Oracle distributes itself by using a shared disk approach. This is basically one array of drives or even a storage area network (SAN) which is accessed by multiple computers, each with its own OS, processors, and memory. Basically then the database load is distributed among the servers evenly. Since there is only repository of data, it doesn't matter which server you hit. This approach is in parallel with the general Oracle architecture, which is to use fewer but massive servers (basically Sun machines, as part of the scale up, not scale out approach). They also have a new feature in 9i called Cache Fusion, but since it's a proprietary feature they developed, it's not really something we can deploy. This has to do with how the cache across the servers is managed.
I have a bit more info on MS than I do Oracle, since I'm much more familiar with that system. Microsoft uses the shared nothing model, where each server has its own set of disks to hold data.

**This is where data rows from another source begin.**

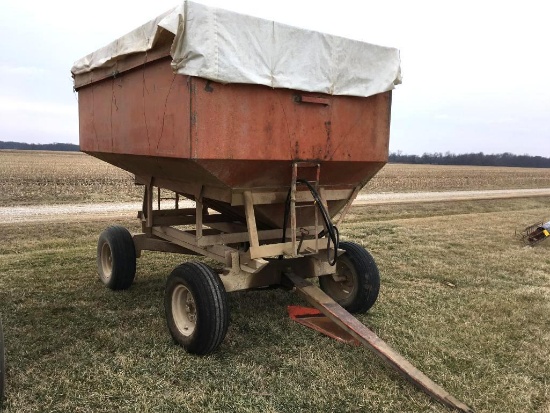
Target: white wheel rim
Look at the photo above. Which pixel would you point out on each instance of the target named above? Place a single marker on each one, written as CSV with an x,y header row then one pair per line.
x,y
184,310
106,262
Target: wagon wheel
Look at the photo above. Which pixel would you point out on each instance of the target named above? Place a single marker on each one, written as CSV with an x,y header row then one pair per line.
x,y
196,308
356,283
116,258
2,367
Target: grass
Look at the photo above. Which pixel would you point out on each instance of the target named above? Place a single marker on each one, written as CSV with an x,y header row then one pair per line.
x,y
461,298
31,178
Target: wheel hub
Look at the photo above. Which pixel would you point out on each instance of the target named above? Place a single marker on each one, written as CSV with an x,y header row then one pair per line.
x,y
184,310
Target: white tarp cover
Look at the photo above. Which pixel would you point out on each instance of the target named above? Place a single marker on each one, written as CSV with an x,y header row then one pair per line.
x,y
229,47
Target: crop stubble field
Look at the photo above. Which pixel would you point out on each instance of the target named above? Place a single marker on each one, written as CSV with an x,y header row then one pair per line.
x,y
32,178
461,298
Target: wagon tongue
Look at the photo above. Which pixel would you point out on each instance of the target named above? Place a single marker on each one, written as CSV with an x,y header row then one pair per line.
x,y
357,331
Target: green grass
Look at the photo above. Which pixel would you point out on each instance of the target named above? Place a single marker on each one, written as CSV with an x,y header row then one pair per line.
x,y
461,298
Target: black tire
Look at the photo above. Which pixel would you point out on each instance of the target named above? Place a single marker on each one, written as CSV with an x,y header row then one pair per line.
x,y
196,308
2,367
116,258
358,280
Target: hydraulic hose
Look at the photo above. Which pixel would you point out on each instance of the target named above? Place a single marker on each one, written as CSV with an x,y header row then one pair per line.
x,y
331,229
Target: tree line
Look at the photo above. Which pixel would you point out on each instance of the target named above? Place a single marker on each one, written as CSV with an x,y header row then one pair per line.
x,y
436,158
472,159
39,146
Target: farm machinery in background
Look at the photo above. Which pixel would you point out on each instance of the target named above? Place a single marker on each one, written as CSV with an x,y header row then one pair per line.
x,y
536,233
270,144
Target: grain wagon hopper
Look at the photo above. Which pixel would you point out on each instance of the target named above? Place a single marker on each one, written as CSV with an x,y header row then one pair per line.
x,y
270,131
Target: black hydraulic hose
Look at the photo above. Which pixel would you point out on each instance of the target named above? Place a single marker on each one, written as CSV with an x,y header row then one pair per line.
x,y
331,229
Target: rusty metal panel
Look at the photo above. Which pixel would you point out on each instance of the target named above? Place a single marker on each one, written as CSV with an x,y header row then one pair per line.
x,y
140,112
252,122
181,129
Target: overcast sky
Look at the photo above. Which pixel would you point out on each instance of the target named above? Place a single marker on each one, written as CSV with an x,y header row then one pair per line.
x,y
475,73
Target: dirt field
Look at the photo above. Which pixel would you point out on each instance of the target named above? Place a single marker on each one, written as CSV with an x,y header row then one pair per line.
x,y
38,178
461,298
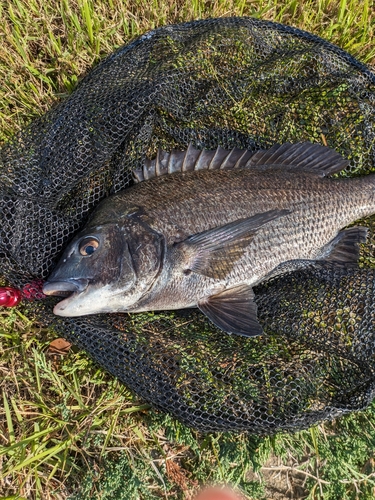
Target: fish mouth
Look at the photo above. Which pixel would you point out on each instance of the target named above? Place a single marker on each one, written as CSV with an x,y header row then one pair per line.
x,y
65,288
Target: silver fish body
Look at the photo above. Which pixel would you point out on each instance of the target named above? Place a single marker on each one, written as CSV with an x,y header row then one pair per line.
x,y
200,231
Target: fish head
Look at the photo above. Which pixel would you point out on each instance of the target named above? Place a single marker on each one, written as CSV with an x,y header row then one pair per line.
x,y
106,268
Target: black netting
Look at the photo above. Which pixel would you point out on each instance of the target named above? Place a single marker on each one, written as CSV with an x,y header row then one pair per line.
x,y
229,82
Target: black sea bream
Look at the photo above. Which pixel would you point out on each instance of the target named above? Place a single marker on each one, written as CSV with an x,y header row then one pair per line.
x,y
201,228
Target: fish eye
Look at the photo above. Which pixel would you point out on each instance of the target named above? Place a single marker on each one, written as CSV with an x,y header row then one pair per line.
x,y
88,246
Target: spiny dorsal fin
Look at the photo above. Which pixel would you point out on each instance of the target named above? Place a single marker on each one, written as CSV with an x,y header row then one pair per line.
x,y
303,156
191,159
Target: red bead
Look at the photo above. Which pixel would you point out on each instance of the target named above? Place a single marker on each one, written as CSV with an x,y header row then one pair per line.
x,y
9,297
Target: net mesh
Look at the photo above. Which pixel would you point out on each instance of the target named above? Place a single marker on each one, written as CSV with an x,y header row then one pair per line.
x,y
233,82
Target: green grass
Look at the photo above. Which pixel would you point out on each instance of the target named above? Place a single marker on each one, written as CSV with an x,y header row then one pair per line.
x,y
69,430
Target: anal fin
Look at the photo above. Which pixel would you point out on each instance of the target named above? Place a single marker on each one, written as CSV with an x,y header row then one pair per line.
x,y
233,310
344,248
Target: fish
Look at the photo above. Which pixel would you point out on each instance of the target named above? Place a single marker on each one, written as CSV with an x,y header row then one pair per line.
x,y
201,228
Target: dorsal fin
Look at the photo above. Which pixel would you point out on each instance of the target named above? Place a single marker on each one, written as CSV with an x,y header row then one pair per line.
x,y
304,156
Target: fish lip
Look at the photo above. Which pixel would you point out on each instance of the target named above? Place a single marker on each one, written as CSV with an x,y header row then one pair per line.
x,y
65,288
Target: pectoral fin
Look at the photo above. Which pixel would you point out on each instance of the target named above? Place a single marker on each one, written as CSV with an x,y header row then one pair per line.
x,y
214,252
234,311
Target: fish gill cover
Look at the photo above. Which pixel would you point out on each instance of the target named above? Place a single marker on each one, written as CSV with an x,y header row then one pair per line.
x,y
231,82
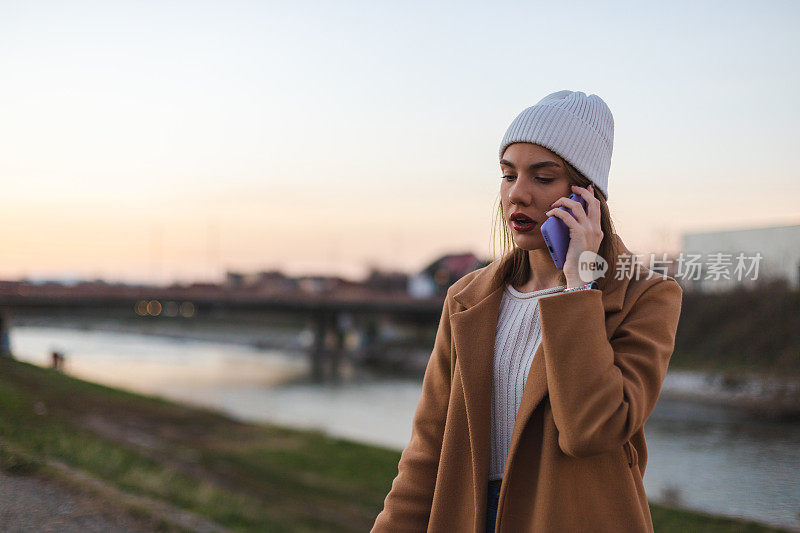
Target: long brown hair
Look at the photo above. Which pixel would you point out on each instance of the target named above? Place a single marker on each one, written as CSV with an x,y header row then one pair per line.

Each server has a section of the database stored. This partitioned view is not by table since having one table could itself be too much load. The view is a horizontal section of the data, i.e. a section of the table or tables. The sections are managed using a COM+ manager built into SQL Server, so that the application can act like all the data is stored locally. To further scale and provide hot backups, each segment of the data can be replicated across a smaller cluster, where writes go to the main server and the distributes to the slaves, like what LJ uses now.
Obviously these are enterprise solutions costing several thousand, if not million, dollars. Microsoft's approach of segmenting the tables is much closer to LiveJournal's current setup than Oracle's. It also can be assembled with far cheaper hardware. With LJ in mind, I suggest that we somehow figure out a way to build the same sort of solution without having to modify the schema of the database. One way I envision this is having a master server which has no data on it. That server does, however, have a map of where to send each request. How this works with different types of joins, etc...that I don't know. But there must be some way to hack it together using a central manager, similar to the COM+ object that SQL Server uses.